To achieve that, we need to let our Eventvisor configuration know which tags we want to build our datafiles for:

./eventvisor.config.js
module.exports = {
tags: [
'products',
'signup',
'signin',
'checkout',
'account',
],
}

Once this configuration is in place, we can build our datafiles:

Command
$ npx eventvisor build

And it will output the following datafiles in the datafiles directory:

Directory structure
datafiles/
├── eventvisor-tag-products.json
├── eventvisor-tag-signup.json
├── eventvisor-tag-signin.json
├── eventvisor-tag-checkout.json
└── eventvisor-tag-account.json

Tagging definitions

When we create or update any of our entities in your Eventvisor project (like events, attributes, destinations, and effects) we can tag it with the microfrontend it belongs to:

events/button_click.yml
description: Button click
tags:
- products # tagging with `products` microfrontend
# ...

It is possible some entities may overlap across microfrontends. In that case, we can tag the entity with both of them together:

events/button_click.yml
description: Button click
tags:
- products
- checkout
# ...

Review and approval workflow

Given Eventvisor is a centralized governance tool for all your events and attributes, it can help you manage your events in a microfrontends architecture in a single place conveniently.

In our case, it is a single Git repository that contains all the events and their configurations, which will go through a review and approval workflow by all relevant teams before they can be deployed in the form of generated datafiles.
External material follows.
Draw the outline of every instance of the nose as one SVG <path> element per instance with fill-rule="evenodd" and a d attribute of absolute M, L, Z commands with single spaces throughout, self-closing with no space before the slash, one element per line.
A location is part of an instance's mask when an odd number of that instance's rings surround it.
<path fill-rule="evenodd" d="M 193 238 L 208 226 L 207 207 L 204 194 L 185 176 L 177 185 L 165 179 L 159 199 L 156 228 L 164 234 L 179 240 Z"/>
Learn more in ownership page.

Consuming datafiles in your microfrontend

Once you have built and deployed your datafiles, you can consume them using Eventvisor SDKs in your microfrontends:

products-microfrontend/index.js
// in `products` microfrontend
import { createInstance } from "@eventvisor/sdk";
const DATAFILE_URL = "https://cdn.yoursite.com/eventvisor-tag-products.json";
const datafile = await fetch(DATAFILE_URL).then(res => res.json())
const eventvisor = createInstance({
datafile: datafile,
});

Benefits

We have seen how we can use Eventvisor to manage all our event definitions and their routing configurations in a microfrontends architecture in a single place declaratively, even if those events overlap and are used in multiple microfrontends together.

The freedom and flexibility that microfrontends architecture brings in is great, but it also comes with its own set of challenges. Eventvisor can help you manage your events in a microfrontends architecture bringing all parties together with a strong reviews and approval workflow, and make sure your events are consistent across all your microfrontends for your users.